Many flavour substances are soluble in water, for example; sugars, salts, acids, broken down proteins etc, however there are many substances that are important for flavour and aroma that are not very soluble in water.

For example, the flavour compounds in herbs and spices (usually termed essential oils) are mainly fat soluble. There are many dishes that begin by frying spices with other ingredients like garlic, ginger onion etc. Part of the reason is that heat changes the nature of spices - although this can be done by dry roasting too with somewhat different results. Another important reason is to extract the flavour compounds. In this role regardless of fat adding its own flavour it dissolves and carries the flavour of water insoluble substances.

Braising starts with frying and then you add water or water-based liquids. This way the best of both water soluble and insoluble flavours can be incorporated. Sometimes the liquid is bound by an emulsifying agent (flour, tomato paste, etc). Other times the process continues with exchange cooking, such as curry or stew, where the main food ingredient adds flavour to the broth and the flavours in the broth are absorbed by the main ingredient. You cannot do all that without any fat.


We actually need some fat in our diets. To remain healthy you can have a low fat diet but not a no fat diet. We love to eat some foods like sugar and fat because we have evolved to enjoy them as they were (before these days of endemic obesity) significant sources of necessary energy. Today we mostly don’t need to consume so much high energy food but we still need some fat.

Fats are important as carriers of fat-soluble vitamins and the precursors to some important body chemicals that we cannot make. Just as there are essential vitamins and proteins that must be ingested there are essential fats.

Don’t think that I want people to eat more fat but it does have an important role in food and trying to eliminate fat is hardly possible. Certainly limit your energy intake to a healthy level but do it without thought and food will be bland and less interesting. It is possible to maintain variety and balance pleasure and health. If you understand why food processes work you will be a better cook.

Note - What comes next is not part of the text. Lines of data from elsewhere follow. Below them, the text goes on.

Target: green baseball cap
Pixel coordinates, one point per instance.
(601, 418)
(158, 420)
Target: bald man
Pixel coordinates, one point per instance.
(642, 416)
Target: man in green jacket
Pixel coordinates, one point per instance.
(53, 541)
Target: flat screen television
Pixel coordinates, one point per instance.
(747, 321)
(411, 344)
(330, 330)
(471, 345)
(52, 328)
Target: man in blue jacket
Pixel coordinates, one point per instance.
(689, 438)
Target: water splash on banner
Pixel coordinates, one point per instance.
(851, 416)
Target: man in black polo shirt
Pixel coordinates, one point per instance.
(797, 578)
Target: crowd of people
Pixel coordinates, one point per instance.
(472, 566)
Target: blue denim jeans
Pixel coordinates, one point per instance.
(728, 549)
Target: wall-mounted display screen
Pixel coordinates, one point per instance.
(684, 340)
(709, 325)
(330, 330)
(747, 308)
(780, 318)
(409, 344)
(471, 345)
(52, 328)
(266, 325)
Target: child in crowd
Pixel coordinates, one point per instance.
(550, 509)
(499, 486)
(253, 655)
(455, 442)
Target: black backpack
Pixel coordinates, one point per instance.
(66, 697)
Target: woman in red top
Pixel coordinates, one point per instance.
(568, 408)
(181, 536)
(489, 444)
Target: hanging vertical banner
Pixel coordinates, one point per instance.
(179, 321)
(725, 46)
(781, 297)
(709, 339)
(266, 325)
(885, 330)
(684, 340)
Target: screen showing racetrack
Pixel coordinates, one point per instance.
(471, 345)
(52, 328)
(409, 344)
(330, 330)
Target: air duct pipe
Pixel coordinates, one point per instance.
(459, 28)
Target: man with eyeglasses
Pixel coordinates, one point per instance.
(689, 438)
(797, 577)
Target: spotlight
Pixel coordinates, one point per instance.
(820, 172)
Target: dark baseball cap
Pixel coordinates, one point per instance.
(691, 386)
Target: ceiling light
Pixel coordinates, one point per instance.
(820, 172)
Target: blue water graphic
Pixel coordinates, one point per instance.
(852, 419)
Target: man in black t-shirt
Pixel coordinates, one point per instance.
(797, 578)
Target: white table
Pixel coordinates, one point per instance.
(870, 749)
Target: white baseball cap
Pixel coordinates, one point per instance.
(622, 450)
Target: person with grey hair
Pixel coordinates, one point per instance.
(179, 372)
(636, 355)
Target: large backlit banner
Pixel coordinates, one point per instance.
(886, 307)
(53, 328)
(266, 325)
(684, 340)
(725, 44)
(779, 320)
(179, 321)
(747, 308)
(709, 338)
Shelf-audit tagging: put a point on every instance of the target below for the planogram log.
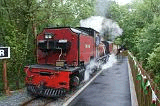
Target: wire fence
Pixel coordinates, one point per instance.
(146, 90)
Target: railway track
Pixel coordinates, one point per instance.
(63, 101)
(37, 101)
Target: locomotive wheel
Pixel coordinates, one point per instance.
(75, 81)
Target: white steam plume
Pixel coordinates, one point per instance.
(106, 27)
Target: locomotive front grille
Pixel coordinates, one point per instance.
(44, 91)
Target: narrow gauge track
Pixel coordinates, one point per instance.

The other point on this is oil/fat can occur naturally occurring in foods (e.g. oil in nuts/avocado or omega 3 in a fish fillet) or added to foods. The problem often is associated with eating to much and this can be resulting from that which is added to many processed foods to make them more palatable, increase storage life etc (including some of the reasons outlined above). The other aspect of this is what type of oils/fats are consumed (are they those called healthy or unhealthy ones). Noting that consuming too much healthy oils/fats can become unhealthy.

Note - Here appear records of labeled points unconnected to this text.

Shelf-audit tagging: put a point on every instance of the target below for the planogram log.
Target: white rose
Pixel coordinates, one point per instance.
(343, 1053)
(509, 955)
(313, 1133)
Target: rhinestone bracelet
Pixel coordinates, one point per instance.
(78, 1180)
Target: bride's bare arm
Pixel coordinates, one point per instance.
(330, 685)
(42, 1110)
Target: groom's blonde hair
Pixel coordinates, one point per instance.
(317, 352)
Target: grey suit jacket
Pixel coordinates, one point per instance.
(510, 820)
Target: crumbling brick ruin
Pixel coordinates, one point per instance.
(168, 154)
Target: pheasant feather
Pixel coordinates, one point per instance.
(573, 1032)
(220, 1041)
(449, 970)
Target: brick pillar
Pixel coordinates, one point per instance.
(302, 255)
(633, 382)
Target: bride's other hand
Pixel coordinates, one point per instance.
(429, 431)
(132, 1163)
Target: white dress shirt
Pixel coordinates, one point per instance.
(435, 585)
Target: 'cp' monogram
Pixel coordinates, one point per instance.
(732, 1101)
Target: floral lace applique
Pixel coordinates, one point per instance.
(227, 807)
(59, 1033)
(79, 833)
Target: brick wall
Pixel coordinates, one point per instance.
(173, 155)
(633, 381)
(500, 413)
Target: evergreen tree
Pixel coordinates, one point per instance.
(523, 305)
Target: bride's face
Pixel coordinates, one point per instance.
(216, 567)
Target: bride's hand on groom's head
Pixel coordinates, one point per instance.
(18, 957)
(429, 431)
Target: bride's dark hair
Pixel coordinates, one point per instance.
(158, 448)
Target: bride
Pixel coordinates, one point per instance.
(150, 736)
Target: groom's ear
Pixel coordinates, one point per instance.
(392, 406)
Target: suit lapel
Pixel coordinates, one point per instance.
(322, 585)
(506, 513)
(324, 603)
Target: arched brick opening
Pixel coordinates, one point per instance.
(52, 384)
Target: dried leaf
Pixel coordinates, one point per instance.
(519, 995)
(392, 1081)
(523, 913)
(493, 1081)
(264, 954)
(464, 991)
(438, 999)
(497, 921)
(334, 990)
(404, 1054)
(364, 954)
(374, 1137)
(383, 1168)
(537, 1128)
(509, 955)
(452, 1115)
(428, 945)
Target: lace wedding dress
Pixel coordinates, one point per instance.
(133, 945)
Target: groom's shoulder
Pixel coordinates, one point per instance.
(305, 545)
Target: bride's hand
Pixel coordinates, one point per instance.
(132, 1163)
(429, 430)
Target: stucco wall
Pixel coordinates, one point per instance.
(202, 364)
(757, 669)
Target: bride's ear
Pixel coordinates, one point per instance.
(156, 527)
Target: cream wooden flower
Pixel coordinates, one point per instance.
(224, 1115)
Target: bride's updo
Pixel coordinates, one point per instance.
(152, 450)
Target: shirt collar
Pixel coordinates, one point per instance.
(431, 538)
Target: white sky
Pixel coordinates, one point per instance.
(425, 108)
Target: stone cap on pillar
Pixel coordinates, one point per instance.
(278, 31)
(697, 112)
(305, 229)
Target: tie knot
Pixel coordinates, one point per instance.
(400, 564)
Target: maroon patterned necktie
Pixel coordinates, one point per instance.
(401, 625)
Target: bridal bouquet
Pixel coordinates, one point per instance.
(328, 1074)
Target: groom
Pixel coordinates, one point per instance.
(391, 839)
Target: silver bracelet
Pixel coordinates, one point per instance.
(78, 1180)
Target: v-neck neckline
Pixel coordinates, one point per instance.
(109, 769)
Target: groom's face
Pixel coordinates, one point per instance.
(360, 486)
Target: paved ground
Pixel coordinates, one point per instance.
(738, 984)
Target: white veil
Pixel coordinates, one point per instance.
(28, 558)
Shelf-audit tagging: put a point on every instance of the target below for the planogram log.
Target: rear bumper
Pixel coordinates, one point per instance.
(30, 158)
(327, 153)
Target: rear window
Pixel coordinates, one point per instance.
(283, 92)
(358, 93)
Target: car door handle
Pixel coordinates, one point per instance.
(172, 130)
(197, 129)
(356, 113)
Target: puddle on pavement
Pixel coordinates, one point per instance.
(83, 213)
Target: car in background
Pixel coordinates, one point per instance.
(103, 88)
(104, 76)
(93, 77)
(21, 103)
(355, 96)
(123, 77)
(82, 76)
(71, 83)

Like sugar, added oil/fats can contribute significantly to the calories contained in the foods and also be harder to track how much oil/fat has been eaten.

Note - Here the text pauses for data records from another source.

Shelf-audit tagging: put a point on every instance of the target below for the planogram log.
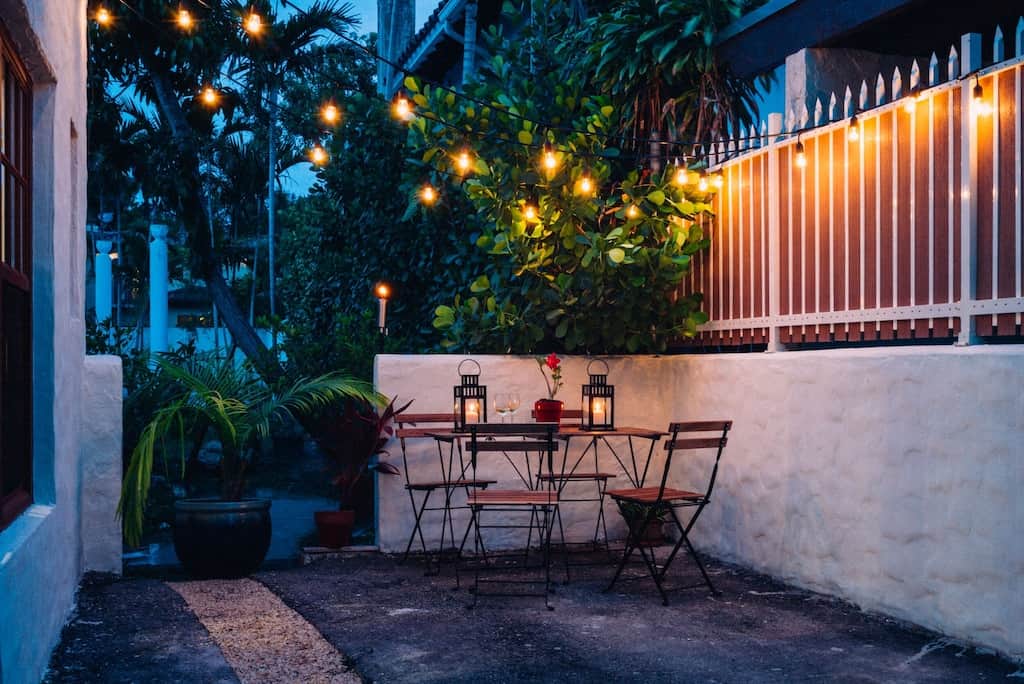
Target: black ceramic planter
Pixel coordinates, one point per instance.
(221, 539)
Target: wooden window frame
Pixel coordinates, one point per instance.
(15, 273)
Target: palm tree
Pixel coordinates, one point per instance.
(207, 393)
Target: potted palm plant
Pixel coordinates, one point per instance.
(352, 442)
(227, 536)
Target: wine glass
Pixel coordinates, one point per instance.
(513, 404)
(501, 404)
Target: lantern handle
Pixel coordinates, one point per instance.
(471, 360)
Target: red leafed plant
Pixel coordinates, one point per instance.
(353, 439)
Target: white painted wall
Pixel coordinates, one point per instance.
(890, 477)
(41, 553)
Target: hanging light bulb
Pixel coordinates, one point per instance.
(253, 24)
(209, 96)
(330, 114)
(853, 131)
(980, 107)
(428, 195)
(801, 159)
(318, 156)
(549, 159)
(184, 19)
(464, 162)
(401, 109)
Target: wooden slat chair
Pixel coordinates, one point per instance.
(572, 473)
(453, 476)
(542, 503)
(656, 501)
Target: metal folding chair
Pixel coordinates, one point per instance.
(663, 500)
(453, 476)
(542, 503)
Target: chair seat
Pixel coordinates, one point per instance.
(440, 484)
(577, 476)
(512, 498)
(648, 495)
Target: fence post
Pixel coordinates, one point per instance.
(970, 62)
(774, 230)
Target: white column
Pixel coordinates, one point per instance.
(103, 282)
(158, 288)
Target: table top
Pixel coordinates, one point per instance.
(564, 432)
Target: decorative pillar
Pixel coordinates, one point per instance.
(103, 271)
(158, 288)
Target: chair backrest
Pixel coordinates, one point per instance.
(683, 438)
(423, 424)
(508, 437)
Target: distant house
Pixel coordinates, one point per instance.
(59, 410)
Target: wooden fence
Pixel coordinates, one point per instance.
(912, 230)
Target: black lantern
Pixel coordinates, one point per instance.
(598, 400)
(470, 397)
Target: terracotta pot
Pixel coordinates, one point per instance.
(335, 527)
(548, 411)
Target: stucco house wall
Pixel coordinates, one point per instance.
(42, 555)
(890, 477)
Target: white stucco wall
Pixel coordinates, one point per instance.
(41, 552)
(890, 477)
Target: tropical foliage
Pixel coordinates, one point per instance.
(210, 394)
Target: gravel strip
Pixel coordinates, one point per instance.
(262, 639)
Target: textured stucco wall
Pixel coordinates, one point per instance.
(100, 464)
(890, 477)
(40, 552)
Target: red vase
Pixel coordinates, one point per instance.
(335, 527)
(548, 411)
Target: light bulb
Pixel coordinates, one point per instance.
(428, 195)
(209, 96)
(853, 132)
(254, 24)
(184, 19)
(401, 109)
(463, 162)
(318, 156)
(330, 114)
(549, 159)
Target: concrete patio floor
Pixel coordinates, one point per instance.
(391, 624)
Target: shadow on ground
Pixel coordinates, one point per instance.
(396, 625)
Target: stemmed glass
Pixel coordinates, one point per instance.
(502, 404)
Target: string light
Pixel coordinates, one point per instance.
(980, 107)
(549, 159)
(318, 156)
(184, 19)
(853, 131)
(428, 195)
(401, 109)
(330, 114)
(464, 162)
(103, 16)
(801, 158)
(254, 24)
(209, 96)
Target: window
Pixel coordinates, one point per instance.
(15, 286)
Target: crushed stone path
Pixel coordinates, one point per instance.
(263, 639)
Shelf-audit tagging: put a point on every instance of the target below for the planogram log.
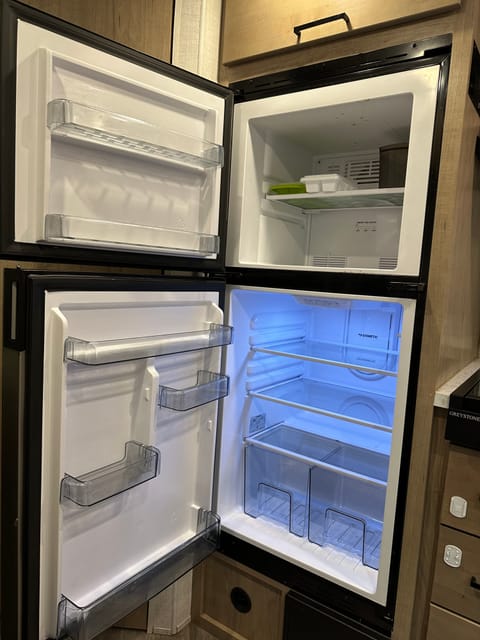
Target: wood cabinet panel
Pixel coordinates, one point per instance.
(452, 586)
(234, 603)
(444, 624)
(144, 25)
(255, 27)
(463, 480)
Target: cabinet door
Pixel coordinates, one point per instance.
(256, 27)
(142, 25)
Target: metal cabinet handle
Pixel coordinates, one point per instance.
(308, 25)
(474, 583)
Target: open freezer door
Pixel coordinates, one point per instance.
(119, 435)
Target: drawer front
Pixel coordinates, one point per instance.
(462, 491)
(234, 603)
(444, 624)
(458, 588)
(256, 27)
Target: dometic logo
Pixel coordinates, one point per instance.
(465, 416)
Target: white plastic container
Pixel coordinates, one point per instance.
(327, 182)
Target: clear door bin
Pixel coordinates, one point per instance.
(347, 502)
(108, 351)
(277, 465)
(210, 387)
(77, 622)
(139, 464)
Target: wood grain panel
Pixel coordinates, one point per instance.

All true, however overall lifestyle and broad dietary advice is another topic, as is added fat in pre-prepared food. I was talking about the role of fat in cooking where as the cook you have control over what goes into the meal.

Doctors for Nutrition recommend a whole food plant based diet with no added salt, oil or sugar. This way of life has powerful health effects in relation to heart disease, type 2 diabetes, blood pressure, bodyweight, osteoporosis, cancer, cholesterol and auto-immune diseases. In Adelaide Dr Hellen Haitjema runs classes to show those interested how to cook without added fats.